Royal Navy submariner admits Official Secrets Act breach

Edward Devenney
Image caption Devenney has been remanded in custody until he is sentenced in December

A Royal Navy submariner has admitted breaching the Official Secrets Act by collecting classified coding programmes that could be useful to UK enemies.

Edward Devenney, 30, originally from County Tyrone, admitted gathering details of "crypto material" - programmes used to encrypt secret data.

The petty officer also admitted a charge of misconduct in a public office after he met two people he thought were Russian spies to discuss UK operations.

He was arrested in Plymouth in March.

Devenney was charged under the Official Secrets Act for collecting information for a purpose "prejudicial to the safety or interests of the state" between 18 November 2011 and 7 March 2012.

He contacted a foreign embassy in an attempt to pass information to Russia, on the operation of HMS Trafalgar and two other nuclear submarines.

Devenney denied a second charge under the act of communicating information to another person.

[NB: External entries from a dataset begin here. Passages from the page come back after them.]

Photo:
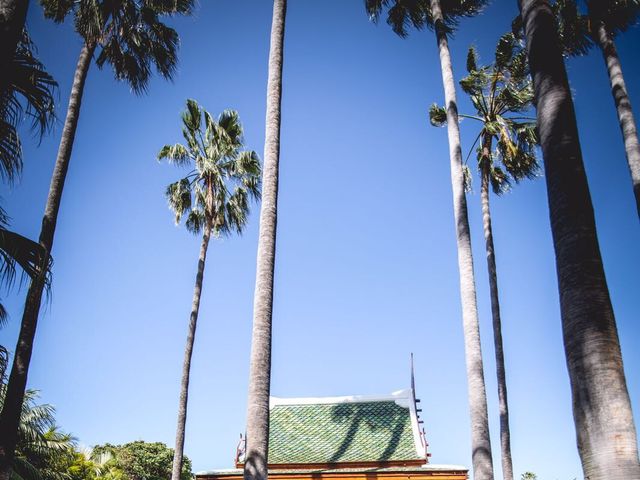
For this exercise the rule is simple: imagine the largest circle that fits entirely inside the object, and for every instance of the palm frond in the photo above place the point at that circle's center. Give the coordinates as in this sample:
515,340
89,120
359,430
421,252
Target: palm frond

This will not be pursued by prosecutors as no secret information was passed on.

He admitted arranging to meet the people he thought were Russian secret agents - but in fact his meeting was with two British secret service agents.

Devenney will be sentenced on 12 December at the Old Bailey, when parts of the hearing will be held in secret.

The judge, Mr Justice Saunders, told Devenney he would remain in custody until his sentencing.